Most subterranean rocks contain natural fractures. Fluid loss severity in reservoir sections increases with increasing width of the fractures. Apart from the economics of lost drilling fluids, preventing formation damage in the reservoir section is of paramount importance. The application of non-damaging lost circulation material (LCM) has been the traditional solution to control losses in these scenarios. The performance of such LCM mixtures is usually determined with a Particle Plugging Apparatus (PPA), using aloxide discs for evaluating fluid loss. These discs more closely emulate a permeable sandstone, with varying pore throat sizes, than a natural fracture.
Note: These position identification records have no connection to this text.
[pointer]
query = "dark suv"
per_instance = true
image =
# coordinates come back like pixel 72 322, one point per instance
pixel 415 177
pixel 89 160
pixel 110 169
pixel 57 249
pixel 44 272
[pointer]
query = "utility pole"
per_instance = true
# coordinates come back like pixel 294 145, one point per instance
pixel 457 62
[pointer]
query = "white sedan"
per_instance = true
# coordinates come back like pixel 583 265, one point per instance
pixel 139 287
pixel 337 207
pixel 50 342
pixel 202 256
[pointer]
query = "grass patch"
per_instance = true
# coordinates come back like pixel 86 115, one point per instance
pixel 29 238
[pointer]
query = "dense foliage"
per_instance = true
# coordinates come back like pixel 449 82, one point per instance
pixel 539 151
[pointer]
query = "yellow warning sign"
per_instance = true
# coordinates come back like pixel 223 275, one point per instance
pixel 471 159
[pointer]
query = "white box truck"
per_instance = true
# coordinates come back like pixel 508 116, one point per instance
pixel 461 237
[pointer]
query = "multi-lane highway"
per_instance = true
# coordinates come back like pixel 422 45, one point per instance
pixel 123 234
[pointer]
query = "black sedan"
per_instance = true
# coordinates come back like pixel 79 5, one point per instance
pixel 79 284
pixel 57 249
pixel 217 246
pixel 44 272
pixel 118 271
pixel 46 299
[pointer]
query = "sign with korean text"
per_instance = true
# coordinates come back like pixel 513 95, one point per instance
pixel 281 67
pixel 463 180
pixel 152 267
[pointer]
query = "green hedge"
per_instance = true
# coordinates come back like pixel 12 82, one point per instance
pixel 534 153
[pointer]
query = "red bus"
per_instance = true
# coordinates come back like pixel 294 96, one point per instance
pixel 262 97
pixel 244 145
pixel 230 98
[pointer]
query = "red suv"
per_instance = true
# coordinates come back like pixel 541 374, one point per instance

The formation of an impermeable plug which can sustain higher wellbore pressure is desirable when treating a fracture, but in a producing formation the plug is removed by the produced fluid or by a remedial treatment.
To better emulate both natural and induced fracture geometry, slotted discs of constant width were introduced; however these slots represent only the face of the fracture where LCM forms the bridge. The bridge may become eroded due to shear stress of the drilling fluid, leading to reestablishment of lost circulation. To remove these limitations, a new tapered slot was designed in which the fracture opening size varies from its face to its endpoint over a certain length, more closely resembling a fracture.
Different combinations of ground marble (acid-soluble) were tested using the tapered slot. Many times it was observed that although the slot was completely filled with LCM, there was continued fluid loss. Considering this, components of high fluid loss pills for such application need to be redesigned. Cellulosic and polylactide (PLA) fibres (5-15% V/V of LCM) were used in combination with particulates resulting in significant improvement in fluid loss control. Other mechanical properties of particulate material were also studied and their importance in controlling lost circulation control established. This paper reviews the application of this testing equipment and methodology with non-damaging fibers for lost circulation control to minimize formation damage in reservoir sections.